Projeté dans un monde farfelu et miniaturisé, le héros rencontre toutes sortes de bestioles étonnantes -, dont la souveraine du titre - dans l’espoir de sauver le bateau de son papa ruiné dans la vraie vie. « Ce sont les correspondances entre le monde magique et celui de la réalité qui m’ont passionné », avoue le réalisateur à 20 Minutes.

Des marionnettes sinon rien

Le cinéaste estonien, fou d’animation, a réalisé de nombreux courts-métrages pour adultes, avant de se lancer dans cette comédie fantastique et familiale pour le compte du studio NukuFilm, mythique dans son pays. « J’ai choisi la technique de la stop motion parce que cela me permettait de donner davantage de relief aux personnages », explique-il. Ces adorables poupées prennent vie comme par magie en un festival de couleurs et de volumes. « Les prises de vues réelles auraient coûté trop cher et le dessin animé ne m’aurait pas permis de jouer sur la profondeur de champ », dit-il.

Quelque chose de Morten

Le spectateur a l’impression de plonger au milieu des flots avec le môme intrépide et de prendre part à ses hauts faits. « Les marionnettes me rappelaient mon enfance quand je jouais avec des figurines, précise Kaspar Jancis. Bien sûr, elles sont plus sophistiquées mais le principe, totalement ludique, reste le même. » Le cinéaste était d’autant plus à l’aise dans cet univers fantastique qu’il l’a lui-même créé pour un livre pour enfants qu’il porte ici à l’écran. « Je m’y moquais des adultes, insectes affairés, comparés aux enfants infiniment plus sages », explique-t-il.

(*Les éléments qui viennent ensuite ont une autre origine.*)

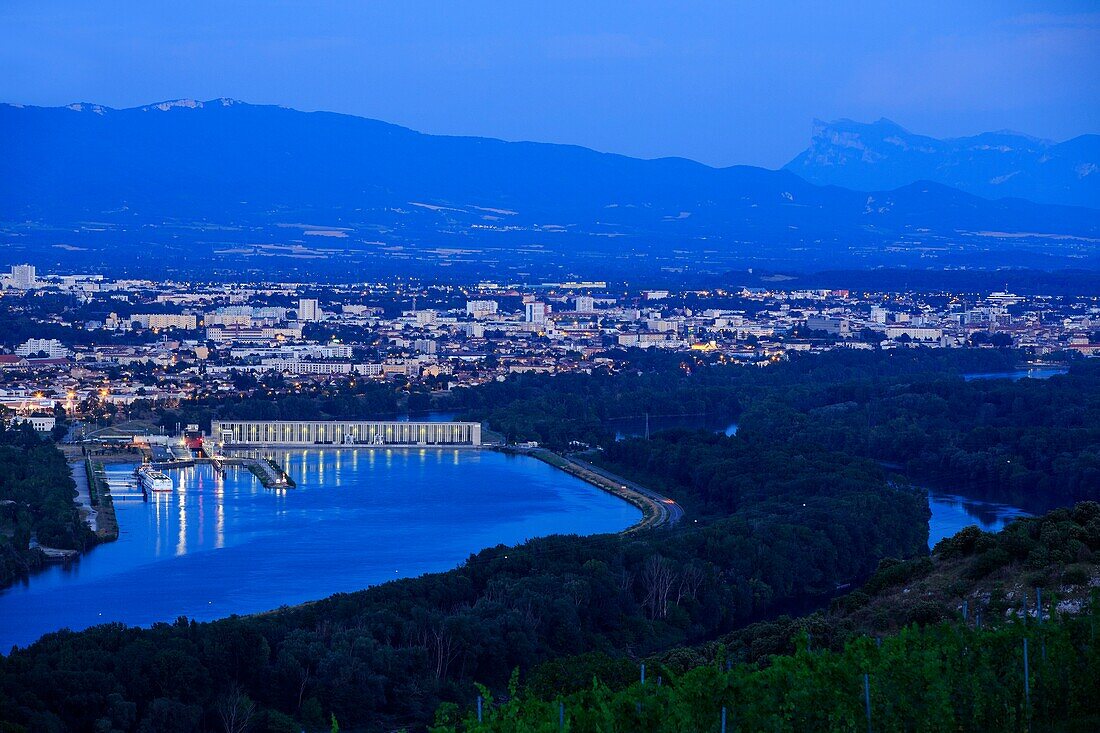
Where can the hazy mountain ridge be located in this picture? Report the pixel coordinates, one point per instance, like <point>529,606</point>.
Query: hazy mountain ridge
<point>206,176</point>
<point>993,164</point>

Il reconnaît que Morten lui ressemble parce que « c’est un peu moi », dit-il.

Du boulot mais du bonheur

Ce film tourné à la fois en Estonie et en Irlande a fait passer des sueurs froides dans le dos de son créateur. « Honnêtement, j’ai parfois cru qu’on n’y arriverait pas avec les allers-retours entre les deux pays, mais le jeu en valait la chandelle. » Ce cocktail réussi où les poupées et les images de synthèses s’entremêlent pour enchanter le spectateur est une merveille. On ne saurait trop vous encourager à découvrir ce joli film en famille.